【第496回】  形(かたち)に入れ込んでしまう

合気道の稽古は、やればやるほど難しくなるものであり、入門の初めに予想していたこととは全然違ったものであることに気づいてくる。修業する範囲と深さは、その終わるところ(目標)がどんどん遠ざかって、宇宙規模ということが分かってくるからである。

また、技の錬磨を通して精進していくにあたっても、一直線上を進めばよいわけではなく、一度進んだ道を、今度は逆行するという、つまり、それまでとは逆のことをやらなければならない、というパラドックスの連続でもあるからである。

しかし、ありがたいことに、合気道の教えに従って技をつかえば、誰でも技をつかえ、技を練っていくことができるのである。だから、誰でも合気道を精進することができることになる。

だが、精進、上達したければ、合気道の教えに従わなければならない。教えに従わなければ、上達しないだけでなく、体を壊すことにもなるのである。

合気道には形がない、といわれる。大先生もそれをよくそういわれていた。しかし、大先生がいわれたご本心は、形は大事であり、形をしっかり身につけ、そして、形を形と意識しないまでにならなければならない、ということであると思う。だから、まず形をしっかり身につけるべきであろう。

形とは己の姿勢、態勢、動きの軌跡などである。技をかけるに際して、各時点における息づかいや気持ちの置き所を含めた姿勢、態勢である。どの時点においても、合気の理に合った形をつくらなければならないのである。

形の基本は、△(さんかく)、○(まる)、□(しかく)である。体を入身で△に入り、△で転換し、○くさばいて、天地の呼吸に合わせて□におさめるのである。

見えない気(気持ち)も同じように、△○□でつかい、それで体を導かなければならない。まず、△の気で入身転換するのである。いわゆる気の体当たりと、気の入身転換である。そして、同じように気で○くさばき、□くおさめるのである。

例えば、正面打ち入身投げである。特に注意しなければならない形は、先ず、相手が打ってくる手と、接触する己の手先の手刀とが、十字になって結び、相手と一体化することである。この最初の形を大事にしないと、その後で苦労することになる。

次に、入身で相手の死角にきちっと入り、即、きちっと転換する形である。きちっと入身し、転換するということは、気持ちは相手と体当たりしながら、体は△で進み、即、顔と腹がきちっと180度転換することである。

体が△となり、相手の力と気持ちも顔と腹を向けた方向に流れると、それだけで相手は無意識にその方向へ進んでくれるものである。この形は安定性と安全性があり、それに、次の動作へ移りやすい形なのである。初心者の多くは、ここで顔と腹を相手に向けてしまうので、そのあとがうまくいかないのである。

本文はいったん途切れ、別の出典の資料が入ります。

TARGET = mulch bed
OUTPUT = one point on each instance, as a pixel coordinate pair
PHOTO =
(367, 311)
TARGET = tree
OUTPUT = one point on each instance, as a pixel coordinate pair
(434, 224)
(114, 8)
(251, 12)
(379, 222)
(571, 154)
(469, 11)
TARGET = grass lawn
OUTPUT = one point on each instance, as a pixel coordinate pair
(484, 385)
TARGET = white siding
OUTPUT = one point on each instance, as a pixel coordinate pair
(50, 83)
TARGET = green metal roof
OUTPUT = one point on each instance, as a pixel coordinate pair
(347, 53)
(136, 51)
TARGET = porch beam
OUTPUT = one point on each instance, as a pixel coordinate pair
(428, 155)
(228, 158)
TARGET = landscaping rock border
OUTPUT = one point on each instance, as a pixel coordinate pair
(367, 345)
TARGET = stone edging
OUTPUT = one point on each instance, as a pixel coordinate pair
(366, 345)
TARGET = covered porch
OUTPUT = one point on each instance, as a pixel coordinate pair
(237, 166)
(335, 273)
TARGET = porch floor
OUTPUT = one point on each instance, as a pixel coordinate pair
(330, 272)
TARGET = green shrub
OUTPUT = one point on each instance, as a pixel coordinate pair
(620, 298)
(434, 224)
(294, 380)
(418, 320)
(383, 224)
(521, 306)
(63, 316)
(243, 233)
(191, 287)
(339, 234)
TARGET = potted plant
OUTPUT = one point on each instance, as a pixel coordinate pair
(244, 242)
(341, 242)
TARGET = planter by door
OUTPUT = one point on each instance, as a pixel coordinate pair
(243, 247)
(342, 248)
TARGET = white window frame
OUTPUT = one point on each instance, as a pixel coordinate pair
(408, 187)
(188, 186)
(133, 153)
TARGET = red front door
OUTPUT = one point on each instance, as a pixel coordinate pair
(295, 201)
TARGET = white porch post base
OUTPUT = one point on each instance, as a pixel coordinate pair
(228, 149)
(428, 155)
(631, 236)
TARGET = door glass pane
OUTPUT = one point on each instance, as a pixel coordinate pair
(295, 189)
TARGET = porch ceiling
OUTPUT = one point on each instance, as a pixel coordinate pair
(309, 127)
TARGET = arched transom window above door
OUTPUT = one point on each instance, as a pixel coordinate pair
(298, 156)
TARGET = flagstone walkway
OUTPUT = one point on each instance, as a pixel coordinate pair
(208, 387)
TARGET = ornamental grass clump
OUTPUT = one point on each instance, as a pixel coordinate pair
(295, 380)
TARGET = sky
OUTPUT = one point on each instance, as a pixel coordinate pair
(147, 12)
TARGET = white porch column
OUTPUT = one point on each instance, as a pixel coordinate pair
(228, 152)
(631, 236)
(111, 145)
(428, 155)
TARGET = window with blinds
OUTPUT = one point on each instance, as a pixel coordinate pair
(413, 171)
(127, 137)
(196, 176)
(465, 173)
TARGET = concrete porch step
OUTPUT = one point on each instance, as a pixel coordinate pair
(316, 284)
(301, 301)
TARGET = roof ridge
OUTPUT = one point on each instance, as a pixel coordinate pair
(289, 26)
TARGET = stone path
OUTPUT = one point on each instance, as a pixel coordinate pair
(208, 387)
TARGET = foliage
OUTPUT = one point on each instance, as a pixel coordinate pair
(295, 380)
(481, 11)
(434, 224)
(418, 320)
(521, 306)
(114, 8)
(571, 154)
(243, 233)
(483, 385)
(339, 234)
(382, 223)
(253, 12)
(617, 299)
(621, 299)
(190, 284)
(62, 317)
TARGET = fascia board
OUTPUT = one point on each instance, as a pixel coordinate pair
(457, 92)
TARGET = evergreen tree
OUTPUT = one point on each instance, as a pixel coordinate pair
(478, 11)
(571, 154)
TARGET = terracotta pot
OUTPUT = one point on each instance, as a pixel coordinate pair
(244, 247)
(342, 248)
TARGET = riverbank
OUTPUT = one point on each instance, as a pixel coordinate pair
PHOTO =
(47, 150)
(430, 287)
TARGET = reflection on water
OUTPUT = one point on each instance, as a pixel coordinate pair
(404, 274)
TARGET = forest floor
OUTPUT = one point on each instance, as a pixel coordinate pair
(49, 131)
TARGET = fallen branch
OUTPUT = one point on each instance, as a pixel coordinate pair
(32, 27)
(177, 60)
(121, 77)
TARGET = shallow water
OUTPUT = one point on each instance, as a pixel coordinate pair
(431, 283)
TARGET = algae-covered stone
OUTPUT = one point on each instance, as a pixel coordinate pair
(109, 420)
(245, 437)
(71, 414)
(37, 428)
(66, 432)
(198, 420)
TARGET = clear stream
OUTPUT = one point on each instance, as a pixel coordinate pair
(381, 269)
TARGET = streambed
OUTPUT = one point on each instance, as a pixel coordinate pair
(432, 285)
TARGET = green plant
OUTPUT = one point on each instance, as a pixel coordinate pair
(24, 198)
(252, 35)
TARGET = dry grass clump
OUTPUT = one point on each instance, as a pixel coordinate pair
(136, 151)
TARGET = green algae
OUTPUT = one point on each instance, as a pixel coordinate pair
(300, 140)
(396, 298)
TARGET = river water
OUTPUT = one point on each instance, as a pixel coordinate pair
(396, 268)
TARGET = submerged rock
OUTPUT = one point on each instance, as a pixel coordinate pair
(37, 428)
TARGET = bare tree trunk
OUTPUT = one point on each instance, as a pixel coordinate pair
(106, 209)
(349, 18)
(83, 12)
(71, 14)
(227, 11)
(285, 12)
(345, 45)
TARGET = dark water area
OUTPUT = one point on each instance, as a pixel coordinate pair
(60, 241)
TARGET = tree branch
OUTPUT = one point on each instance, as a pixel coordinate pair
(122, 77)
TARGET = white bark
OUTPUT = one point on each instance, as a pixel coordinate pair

この形は、基本的に裏も表も同じである。もちろん、表は難しい。顔と腰、とりわけ腰が、入身転換で十分反転できないからである。先ずは、裏で腹をじゅうぶんに練るのがよいだろう。

この△の形が取れるようになれば、手に剣を持って徒手と同じように動くと、合気剣での△の形となる。つまり、剣もつかえるようになるわけである。

次のポイントになる形は、相手を己の円の動きの中に取りこみ、引き込んでしまう形である。ここで大事なことは、自分で相手を引き込むのではなく、相手が自らこちらの円の中に入り込んでこなければならない、ということである。

そのためには、足と手、とりわけ、足を左、右、左と規則正しく陰陽でつかわなければならない。さらに、息を縦横十字に、イクムスビでつかわなければならない。

初心者の多くは、息もそうだが、足も法則に則ってつかっていないようだ。特に、相手を投げる時の最後の前足が、本来つかうべきである足と逆になっているため、相手が倒れないのである。

息と足が理合いで使われると、相手は浮き上がりながら、こちらへ寄ってくるので、こちらと完全に一体化する形になる。

あとは、寄ってくる相手と十字になって歩を進めれば、相手は自ら、こちらが歩を進めた方向に対して、十字に倒れることになる。十字に相手が倒れることで、□におさまることになる。

形稽古を通して、形を身につけていくことは大事である。形を身につけて、どんな相手ともその形でできるようにするのである。そして、その形に受けの相手を入れてしまうのである。相手は攻撃する気持ちがなくなり、自ら倒れ、崩れていくのである。

これを本部道場の師範であった有川定輝先生は、「女郎蜘蛛のようにからめとるのだ」といわれていた。

まずは、形をしっかり身につけることが大事であると思う。形をどんどん身につけ、そして、いつの日か、その形を形と意識しない、形のない合気道にできればよいだろう。